Boost logo

Boost :

Subject: Re: [boost] [General] Always treat std::strings as UTF-8
From: Robert Ramey (ramey_at_[hidden])
Date: 2011-01-18 14:03:24


Matus Chochlik wrote:
> On Tue, Jan 18, 2011 at 6:46 PM, Peter Dimov <pdimov_at_[hidden]>

> Boost, as the cutting edge C++ library should try to enforce new
> standards and not dwell on old and obsolete ones.

A boost library can't just make a change which makes it's obsolete for
those already using it. They are often built into large, real applications
which can't constantly revisit every issue every release. Users have to
know that using a boost library will save them effort, not burden them
with a new maintainence task

> Today everybody is (maybe slowly) moving towards UTF-8

It wasn't that long ago that "everybody" was moving to wchar/wstring
to support unicode. And a lot of people did. You can't know the
future and you can't impose your view of it on everyone else.

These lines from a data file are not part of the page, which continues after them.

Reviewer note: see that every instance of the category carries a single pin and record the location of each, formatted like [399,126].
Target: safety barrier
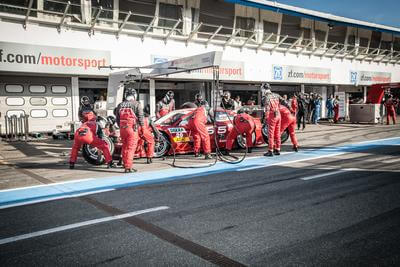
[16,127]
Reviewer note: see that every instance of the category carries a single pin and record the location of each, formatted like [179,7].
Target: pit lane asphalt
[260,217]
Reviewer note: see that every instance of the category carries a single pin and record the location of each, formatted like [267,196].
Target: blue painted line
[50,191]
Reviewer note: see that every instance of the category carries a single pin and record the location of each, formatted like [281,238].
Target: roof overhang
[315,15]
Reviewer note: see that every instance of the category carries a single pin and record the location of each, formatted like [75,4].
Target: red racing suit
[88,134]
[288,120]
[273,120]
[293,106]
[129,115]
[197,125]
[147,136]
[163,108]
[243,124]
[86,113]
[390,111]
[336,110]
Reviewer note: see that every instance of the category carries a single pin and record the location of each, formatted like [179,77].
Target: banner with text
[369,77]
[17,57]
[229,70]
[298,74]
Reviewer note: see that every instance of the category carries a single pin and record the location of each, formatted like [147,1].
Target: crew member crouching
[90,133]
[165,105]
[243,125]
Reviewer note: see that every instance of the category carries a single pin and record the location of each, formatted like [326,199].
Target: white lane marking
[323,175]
[54,198]
[370,170]
[77,225]
[251,168]
[43,185]
[391,161]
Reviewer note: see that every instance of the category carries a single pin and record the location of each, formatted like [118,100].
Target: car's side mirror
[183,122]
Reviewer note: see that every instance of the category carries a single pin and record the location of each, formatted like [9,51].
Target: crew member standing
[86,111]
[294,105]
[273,119]
[243,125]
[199,101]
[197,125]
[129,115]
[288,121]
[336,109]
[390,110]
[227,102]
[165,105]
[329,107]
[147,135]
[90,133]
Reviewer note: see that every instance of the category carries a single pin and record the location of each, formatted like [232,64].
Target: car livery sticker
[177,130]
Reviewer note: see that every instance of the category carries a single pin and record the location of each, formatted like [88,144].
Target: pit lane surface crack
[178,241]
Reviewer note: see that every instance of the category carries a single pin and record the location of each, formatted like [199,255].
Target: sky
[385,12]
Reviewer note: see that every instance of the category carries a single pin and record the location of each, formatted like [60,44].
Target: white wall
[128,50]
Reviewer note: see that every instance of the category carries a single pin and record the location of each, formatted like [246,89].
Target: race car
[175,136]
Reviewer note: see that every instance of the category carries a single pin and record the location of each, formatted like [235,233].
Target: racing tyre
[91,155]
[161,148]
[242,142]
[284,136]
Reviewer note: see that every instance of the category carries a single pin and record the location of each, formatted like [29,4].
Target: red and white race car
[175,136]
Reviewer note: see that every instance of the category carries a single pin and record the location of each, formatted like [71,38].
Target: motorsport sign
[18,57]
[369,77]
[300,74]
[228,70]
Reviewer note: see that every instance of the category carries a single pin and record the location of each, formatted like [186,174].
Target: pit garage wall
[129,50]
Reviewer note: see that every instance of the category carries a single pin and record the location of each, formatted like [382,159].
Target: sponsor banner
[298,74]
[18,57]
[229,70]
[369,77]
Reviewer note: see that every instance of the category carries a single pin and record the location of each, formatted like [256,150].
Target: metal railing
[132,23]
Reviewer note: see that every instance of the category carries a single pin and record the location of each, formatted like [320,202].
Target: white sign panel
[342,104]
[369,77]
[18,57]
[298,74]
[229,70]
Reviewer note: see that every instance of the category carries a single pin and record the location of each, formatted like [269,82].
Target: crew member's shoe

> and creating a new string class/wrapper for UTF-8 that nobody uses,

lol - well no one is going to use it until it exists.

> IMO, encourages the usage of the old ANSI encodings.

I'm not see this at all.

> Maybe a better course of action would be to create ansi_str_t with
> the encoding tags for the legacy ANSI-encoded strings, which could be
> obsoleted in the future,

obsoleted by whom?

> and use std::string as the default class for UTF-8 strings.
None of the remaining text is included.